Labs uses copy-on-write images so that disk space on a virt host is only consumed when an instance actually uses it. For example, a minimal Jessie image of size m1.small has a drive 'size' of 20Gb but initially only consumes 751M of space on its host. The large majority of labs instances never fill their allocated drives.

For this reason we support overcommiting of disk space. This is a bit risky, as it's possible that a large number of instances could unexpectedly fill their drives at the same time, thus maxing out the host's drive space. Setting the overcommit ratio, therefore, is a compromise between guaranteed uptime (that would be a ratio of 1:1 allocated-space to permitted space) and efficient use of resources.

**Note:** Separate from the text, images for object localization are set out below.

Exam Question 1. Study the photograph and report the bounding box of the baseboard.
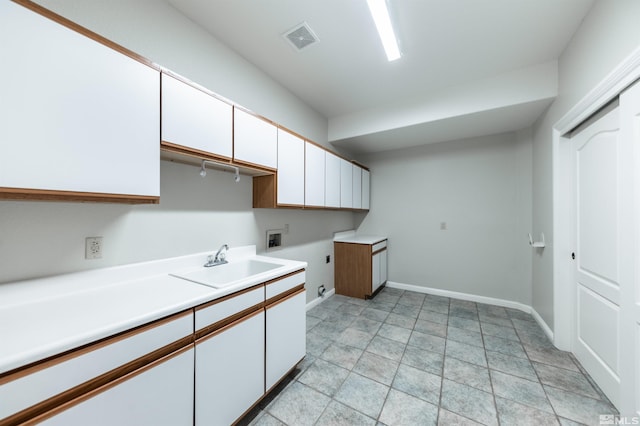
[306,288,335,311]
[386,281,554,341]
[530,307,554,342]
[386,281,531,312]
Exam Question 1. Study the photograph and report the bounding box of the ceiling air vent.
[283,22,318,51]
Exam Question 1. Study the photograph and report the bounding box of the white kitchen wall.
[0,0,354,303]
[0,162,353,302]
[531,0,640,329]
[356,131,533,305]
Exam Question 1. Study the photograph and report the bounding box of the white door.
[265,290,306,391]
[619,80,640,416]
[42,348,194,426]
[325,152,341,208]
[277,129,305,206]
[196,311,265,426]
[352,165,362,209]
[305,142,326,207]
[340,159,353,208]
[571,104,628,408]
[362,169,371,210]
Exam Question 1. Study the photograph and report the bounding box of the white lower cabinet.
[1,271,306,426]
[42,347,194,426]
[195,311,265,426]
[372,249,388,293]
[266,289,306,390]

As of the week of the 5th, the overcommit ratio was 2.1. I (Andrew) arrived at that number experimentally by verifying that it prevented scheduling on hosts less than 10% available free space. It's all fuzzy, though, since everything is subject to the number and fullness of instances on any given node. Apparently the scheduler thought there was room for just one more instance, which was true except that that one last instance turned out to be one that was just about to grow to 150Gb in size.

Actionables

Buy more virt nodes, with bigger hard drives

Done https://gerrit.wikimedia.org/r/#/c/251954/ -- note that labvirt1010 (and, presumably, future purchases) have nearly 2x the hard drive space as labvirt1002.

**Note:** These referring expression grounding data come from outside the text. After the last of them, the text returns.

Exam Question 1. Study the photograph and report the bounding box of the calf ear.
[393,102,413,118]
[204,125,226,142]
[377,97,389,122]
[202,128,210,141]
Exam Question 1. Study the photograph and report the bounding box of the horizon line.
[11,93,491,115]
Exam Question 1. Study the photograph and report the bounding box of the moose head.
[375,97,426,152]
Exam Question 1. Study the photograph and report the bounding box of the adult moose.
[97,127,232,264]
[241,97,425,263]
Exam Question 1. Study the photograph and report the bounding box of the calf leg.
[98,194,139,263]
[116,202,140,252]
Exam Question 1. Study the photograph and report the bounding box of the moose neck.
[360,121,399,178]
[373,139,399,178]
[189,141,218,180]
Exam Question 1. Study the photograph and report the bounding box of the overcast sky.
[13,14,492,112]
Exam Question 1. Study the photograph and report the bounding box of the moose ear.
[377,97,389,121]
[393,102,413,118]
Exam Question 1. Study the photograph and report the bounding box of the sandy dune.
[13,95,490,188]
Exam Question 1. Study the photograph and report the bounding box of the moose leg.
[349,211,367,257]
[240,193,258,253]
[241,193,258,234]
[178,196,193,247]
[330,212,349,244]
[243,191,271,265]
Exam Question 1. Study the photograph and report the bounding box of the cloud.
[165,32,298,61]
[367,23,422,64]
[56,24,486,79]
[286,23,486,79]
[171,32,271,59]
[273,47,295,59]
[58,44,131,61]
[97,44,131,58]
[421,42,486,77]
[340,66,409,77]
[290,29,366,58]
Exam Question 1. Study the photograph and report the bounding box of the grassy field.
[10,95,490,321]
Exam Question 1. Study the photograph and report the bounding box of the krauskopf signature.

If we have the space, reduce the overcommit ratio

Done https://gerrit.wikimedia.org/r/#/c/251954/

Address the fuzziness of overcommitting in some way to ensure that we don't schedule on full drives

In progress The proposed upstream patch https://review.openstack.org/#/c/242251/ will allow us to demand a certain amount of free disk space on virt nodes. It still won't guarantee against a perfect storm of instance growth, but it will at least stop the scheduler for making bad choices regardless of overcommit math.

Page when a virt node is running out of disk space

Done https://gerrit.wikimedia.org/r/#/c/251297/ and https://gerrit.wikimedia.org/r/#/c/251292/